Vicious and vindictive pretty much summed him up. It seemed to me that he was fighting not so much to beat his opponent, Chung Man Fu, but to hurt him. Every attack that landed was designed to injure, not to push his opponent out of the circle. Bing knocked his opponent down with a final series of short, jabbing punches to the torso then, standing over Chung, he did a final air slice downwards. It might have been justified if Chung was trying to stand, but he wasn’t and it broke both of Chung’s legs. Bing looked at me and smirked as he did it.
I was certain that it was not just the expression on his mask. I still am.
The rest of the first round had to be fought before the second round could begin and then our match was not the first bout of the round. When I saw Master Lau he was fussing over Bing and even the wins of his other two fighters barely seemed to distract him from the younger man. Bing caught my eye a couple of times and I didn’t care for the looks he gave me at all. I don’t think it was my imagination that the audience around our section of the tournament floor went quiet when Bing and I entered the circle.
I can honestly say that I entered the ring without a plan. Bing was Laosung and so I expected to be reacting to his attack simply because he would be faster, and he was. My response was to generate a shield of darkness a little more than my height in diameter. It blocked his air blast, if I’m any judge it would have felt like knives on my skin, and then, with the flick of my hand I would have used to turn aside an attack I couldn’t actually stop, I used it to bat him out of the ring with one blow. I heard a crack which probably meant that something had broken but Bing was nowhere near as badly hurt as Chung Man Fu had been. I paid my respects to the referee and left the ring.
I was waylaid by my opponent from the first round, Tang Ju Bai, on my way back to Master Que. “What did you just do? Can you do that all the time?” He was a little wide-eyed in a way I thought was odd.

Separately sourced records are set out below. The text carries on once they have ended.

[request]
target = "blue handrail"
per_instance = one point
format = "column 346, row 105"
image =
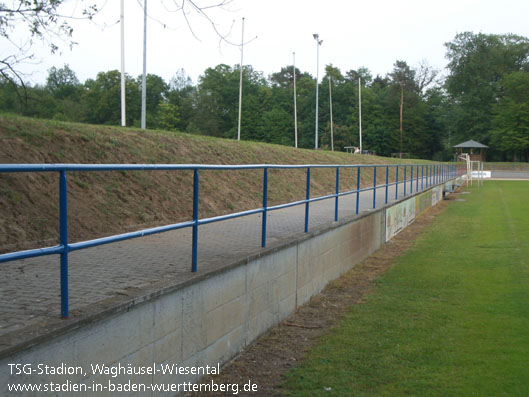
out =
column 430, row 175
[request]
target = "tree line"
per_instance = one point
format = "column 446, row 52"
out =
column 483, row 96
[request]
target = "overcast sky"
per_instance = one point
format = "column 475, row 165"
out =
column 369, row 33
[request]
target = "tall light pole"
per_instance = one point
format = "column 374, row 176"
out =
column 240, row 85
column 318, row 43
column 123, row 107
column 295, row 107
column 360, row 111
column 330, row 108
column 144, row 75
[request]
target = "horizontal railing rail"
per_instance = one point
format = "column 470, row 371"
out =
column 425, row 175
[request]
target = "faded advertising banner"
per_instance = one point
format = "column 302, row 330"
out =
column 398, row 217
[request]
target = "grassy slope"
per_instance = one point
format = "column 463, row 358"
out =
column 453, row 323
column 108, row 203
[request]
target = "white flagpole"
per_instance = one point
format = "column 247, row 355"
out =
column 123, row 107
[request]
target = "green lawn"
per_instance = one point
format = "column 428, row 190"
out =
column 450, row 318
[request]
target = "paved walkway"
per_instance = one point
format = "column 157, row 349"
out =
column 30, row 291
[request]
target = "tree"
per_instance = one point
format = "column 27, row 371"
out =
column 102, row 99
column 404, row 76
column 477, row 64
column 43, row 21
column 510, row 132
column 62, row 83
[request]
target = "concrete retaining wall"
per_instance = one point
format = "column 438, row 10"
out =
column 200, row 324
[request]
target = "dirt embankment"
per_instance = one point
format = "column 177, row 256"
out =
column 105, row 203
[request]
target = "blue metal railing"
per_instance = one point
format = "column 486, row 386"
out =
column 431, row 174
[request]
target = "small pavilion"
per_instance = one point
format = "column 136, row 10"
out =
column 475, row 149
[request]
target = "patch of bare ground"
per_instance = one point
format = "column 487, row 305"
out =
column 266, row 360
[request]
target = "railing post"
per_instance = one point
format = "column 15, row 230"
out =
column 411, row 179
column 194, row 256
column 357, row 190
column 387, row 182
column 265, row 207
column 337, row 192
column 405, row 181
column 397, row 183
column 63, row 237
column 307, row 196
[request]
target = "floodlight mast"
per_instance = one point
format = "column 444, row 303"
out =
column 123, row 107
column 360, row 111
column 144, row 75
column 318, row 44
column 295, row 107
column 240, row 85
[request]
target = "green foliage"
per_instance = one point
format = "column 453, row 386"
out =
column 402, row 111
column 510, row 132
column 478, row 63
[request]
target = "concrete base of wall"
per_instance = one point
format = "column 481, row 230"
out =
column 201, row 324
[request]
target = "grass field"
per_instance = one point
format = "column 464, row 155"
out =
column 451, row 317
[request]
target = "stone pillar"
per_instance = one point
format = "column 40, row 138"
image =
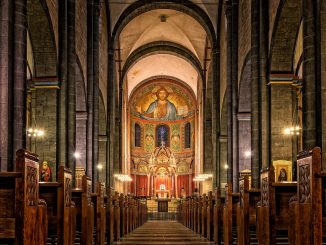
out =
column 62, row 92
column 111, row 118
column 228, row 12
column 90, row 90
column 215, row 117
column 311, row 114
column 96, row 57
column 71, row 89
column 255, row 86
column 235, row 96
column 6, row 18
column 19, row 76
column 265, row 146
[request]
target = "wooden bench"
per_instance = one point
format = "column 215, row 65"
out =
column 84, row 212
column 98, row 200
column 306, row 213
column 273, row 210
column 204, row 216
column 227, row 215
column 246, row 214
column 61, row 210
column 218, row 216
column 23, row 216
column 110, row 216
column 210, row 216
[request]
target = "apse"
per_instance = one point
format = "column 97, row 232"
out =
column 162, row 121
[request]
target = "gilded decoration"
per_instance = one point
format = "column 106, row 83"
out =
column 162, row 108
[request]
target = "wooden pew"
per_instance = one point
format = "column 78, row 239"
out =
column 61, row 211
column 98, row 200
column 23, row 216
column 246, row 214
column 273, row 211
column 84, row 211
column 204, row 216
column 116, row 215
column 110, row 216
column 122, row 214
column 210, row 216
column 227, row 215
column 218, row 216
column 307, row 204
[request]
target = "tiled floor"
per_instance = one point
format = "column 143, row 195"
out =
column 162, row 232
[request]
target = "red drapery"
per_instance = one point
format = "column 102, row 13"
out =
column 183, row 182
column 141, row 185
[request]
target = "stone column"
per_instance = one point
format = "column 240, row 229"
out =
column 111, row 118
column 216, row 116
column 176, row 186
column 71, row 88
column 311, row 114
column 90, row 90
column 62, row 92
column 235, row 96
column 228, row 13
column 255, row 115
column 96, row 57
column 6, row 18
column 265, row 147
column 19, row 76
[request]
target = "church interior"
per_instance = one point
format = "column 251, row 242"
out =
column 162, row 122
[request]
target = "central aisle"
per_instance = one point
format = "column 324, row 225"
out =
column 163, row 232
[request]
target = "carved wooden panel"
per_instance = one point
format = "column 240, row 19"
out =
column 226, row 195
column 264, row 189
column 89, row 191
column 68, row 186
column 241, row 190
column 304, row 179
column 31, row 198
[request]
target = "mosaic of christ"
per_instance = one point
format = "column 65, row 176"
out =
column 162, row 102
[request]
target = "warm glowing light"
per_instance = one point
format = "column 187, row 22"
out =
column 34, row 132
column 202, row 177
column 77, row 155
column 292, row 130
column 123, row 177
column 247, row 153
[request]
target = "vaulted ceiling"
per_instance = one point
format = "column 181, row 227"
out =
column 142, row 43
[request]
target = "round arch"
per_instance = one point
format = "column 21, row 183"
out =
column 161, row 47
column 284, row 36
column 143, row 6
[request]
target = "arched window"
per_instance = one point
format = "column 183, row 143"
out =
column 187, row 135
column 137, row 135
column 162, row 135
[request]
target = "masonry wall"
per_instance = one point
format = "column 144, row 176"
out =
column 281, row 116
column 43, row 117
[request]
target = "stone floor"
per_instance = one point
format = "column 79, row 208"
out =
column 163, row 232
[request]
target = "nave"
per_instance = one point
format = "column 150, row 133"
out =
column 162, row 232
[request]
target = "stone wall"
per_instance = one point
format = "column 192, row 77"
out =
column 281, row 114
column 43, row 117
column 323, row 78
column 81, row 34
column 244, row 33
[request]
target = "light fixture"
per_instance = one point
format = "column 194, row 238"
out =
column 77, row 155
column 202, row 177
column 294, row 130
column 35, row 132
column 123, row 177
column 247, row 153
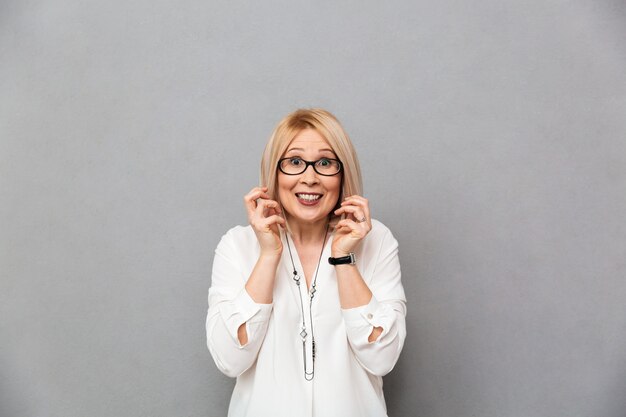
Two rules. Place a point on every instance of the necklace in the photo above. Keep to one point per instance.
(308, 375)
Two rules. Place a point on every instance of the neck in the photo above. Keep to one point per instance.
(307, 232)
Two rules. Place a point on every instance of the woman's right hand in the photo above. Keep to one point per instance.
(265, 217)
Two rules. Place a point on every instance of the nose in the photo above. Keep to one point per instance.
(309, 176)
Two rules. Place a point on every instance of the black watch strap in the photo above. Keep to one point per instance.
(344, 260)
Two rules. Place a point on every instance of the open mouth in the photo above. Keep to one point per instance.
(308, 198)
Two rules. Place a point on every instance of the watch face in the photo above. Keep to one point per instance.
(350, 259)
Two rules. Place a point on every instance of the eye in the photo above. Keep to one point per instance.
(324, 162)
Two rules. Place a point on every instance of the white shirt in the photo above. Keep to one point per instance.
(270, 367)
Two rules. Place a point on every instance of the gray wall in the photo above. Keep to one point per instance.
(492, 139)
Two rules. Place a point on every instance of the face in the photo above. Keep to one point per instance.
(308, 197)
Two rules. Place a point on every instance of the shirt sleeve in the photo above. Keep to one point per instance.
(230, 306)
(386, 309)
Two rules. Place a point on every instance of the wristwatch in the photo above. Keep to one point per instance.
(344, 260)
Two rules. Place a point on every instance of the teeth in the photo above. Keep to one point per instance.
(309, 197)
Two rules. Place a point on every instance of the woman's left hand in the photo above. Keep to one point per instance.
(353, 228)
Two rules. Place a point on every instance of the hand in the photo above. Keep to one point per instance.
(264, 216)
(353, 228)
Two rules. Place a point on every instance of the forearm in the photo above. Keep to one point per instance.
(354, 292)
(260, 285)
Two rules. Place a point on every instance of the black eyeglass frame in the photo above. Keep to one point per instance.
(311, 163)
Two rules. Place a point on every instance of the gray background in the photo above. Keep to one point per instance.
(492, 139)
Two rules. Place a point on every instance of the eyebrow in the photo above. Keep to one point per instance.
(320, 151)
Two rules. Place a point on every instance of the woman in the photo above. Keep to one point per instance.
(306, 307)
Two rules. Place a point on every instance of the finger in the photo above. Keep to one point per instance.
(355, 228)
(267, 224)
(355, 212)
(275, 219)
(357, 200)
(266, 208)
(250, 199)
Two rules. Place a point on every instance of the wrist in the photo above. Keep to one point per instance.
(271, 257)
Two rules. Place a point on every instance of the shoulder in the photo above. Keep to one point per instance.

I glanced back over my shoulder to where Bing was being helped onto a stretcher then replied clearly, “I did not care for the way he treated Chung Man Fu. I may have overreacted.”
“Ah.” Tang seemed to calm down a little. “I would be offended if you had not thought me worth using your best efforts on.”
“I didn’t know I could do that until just now,” I admitted candidly. “It was never my intention to offend you.”
Master Que had come up behind Tang. “My student prefers to use precision tools rather than sledgehammers but she does pack one or two of those as well. Perhaps we should all go sit down now?”
The rest of the afternoon went well. Master Lau came and went several times and glared daggers at me anytime he laid eyes on me. He particularly wasn’t happy when I beat his oldest fighter to win the tournament. When I handed the prize purse to Master Que I asked him to give the sum I would normally have banked to Chung Man Fu.
The day ended with Master Que and I catching the night train to Haizhang.